Quanto à Francisca, católica fervorosa, doou terras para a construção da igreja da Penha, em Atafona. No seu testamento, lavrado em 1876, escreveu o seguinte:
“Por minha morte ficará liberta a escrava Ambrozina, parda, a quem deixo para a servir a escrava Gabriella. Além deste legado, terá mais a quantia de hum conto de réis que lhe será entregue por meo testamenteiro. Também por minha morte ficará liberta a parda Idalia: deixo à mesma a quantia de hum conto de réis e a escrava Clemencia para a servir. Estas duas escravas que liberto, como acima disse, merecem de mim esse favor”.

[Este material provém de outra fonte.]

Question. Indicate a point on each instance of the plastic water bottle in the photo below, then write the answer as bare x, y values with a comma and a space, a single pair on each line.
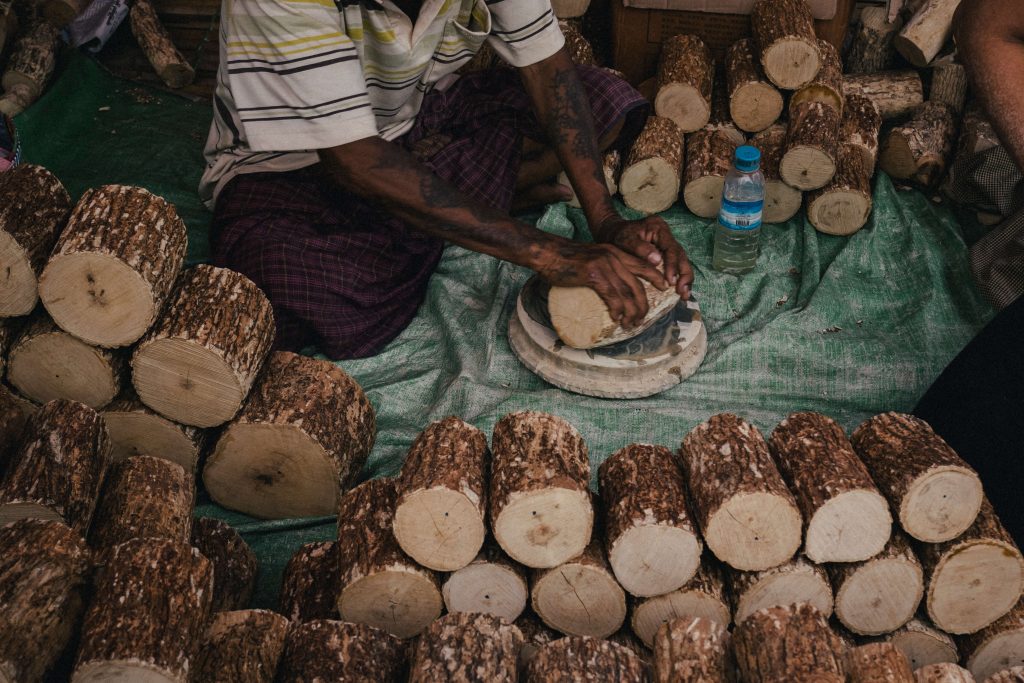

As duas afrodescendentes de pele mais clara que, após sua morte e pela via do testamento, Francisca fez sinhás pardas eram ou filhas de seu marido ou de outro parente de Francisca, que, nessa condição de bastardas, serviam de escravaria da casa, como via de regra acontecia. Parte importante da escravaria da casa era gerada pela via do estupro, com a participação ativa da mulher branca. Miscigenação, a violência sexual e fazendas do sexo foram armas críticas usadas contra mulheres, homens e crianças Afrikanos, atendendo a fins distintos, a depender de quem praticava, a mando de quem e de onde praticava, se no interior da casa grande, na lavoura ou na senzala.

Um terceiro ângulo segue na transcrição de parte de uma ação judicial interposta em 1883, por uma mais velha, já idosa, Afrikana de nome Lucrécia, que solicita à “Justiça” Municipal sua liberdade. Veja:

“Auto das perguntas feitas à africana Lucrécia.
(…) perguntado seu nome, filiação, naturalidade e residência, respondeu chamar-se Lucrécia, filha de Manoel e Eleutéria, residentes no continente africano, donde também é ella respondente natural do Reino de Benguela e que atualmente reside em São João da Barra. Perguntada quando veio ou chegou ao Império do Brazil, que idade tinha então, onde se effectuara o seu desembarque? Respondeu que há muito tempo se acha ella respondente no Brazil, pelo que não sabe precizar a data ou época de sua vinda; sabe porém que já era mulher feita, maior de dezesseis annos, pouco mais ou menos, e que o seu desembarque neste Paiz teve lugar na Praia Grande de Manguinhos. Perguntada se sabia o nome do navio ou barco que a trouxe ou do Commandante que o dirigia e a nacionalidade deste? Respondeu que de nada sabia, porque não entendia a língua e chorando como vinha em nada podia reparar, podendo notar apenas que o Commandante era branco. (…) Perguntada se é bem tratada por esse ultimo seu senhor [referido como Professor Mendes]? Respondeu que ele conjuntamente com sua mulher a tem maltrado horrivelmente, chegando a queimar sua fronte com tição de fogo, e dando com o salto da botina nos joelhos, que ella respondente já os tem inchados e aleijados, além de pancadas de que é a respondente victima de um e outro. Perguntada se tem filhos, quantos e onde residem? Respondeu que tem trez filhas, que vivem ainda, uma na fazendo do referido barão, outra alforreada já e a terceira vendida pelo dito Medeiros para a Côrte. E como nada mais foi respondido nem perguntado, dou por findo este auto.”

Estão aí as palavras de Lucrécia. Aí está um fragmento de material importante para, em primeiro lugar, sim, lembrar de Lucrécia e das muitas Lucrécias que atravessaram o desterro. Serve ainda para refletir sobre a relação da mulher branca com o patriarcado, para além das patacoadas feministas. Serve para refletir sobre o papel fundamental da igreja nessa imundície toda. Serve para refletir sobre formas de colorismo institucionalizado na figura da ex-escrava, filha bastarda do seu escravizador, feita dona de escravos após a morte de sua sinhá, como uma forma de compensação e dever ante sua condição mestiça. Serve para refletir sobre como esses papéis vêm sendo refeitos hoje, sob novos nomes, novas dinâmicas, mas segundo a mesma lógica política anti-Afrikana.

Lembre-se de Lucrécia, e não se esqueça das bentas e das franciscas.

fonte: Escravidão e engenhos, joão oscar.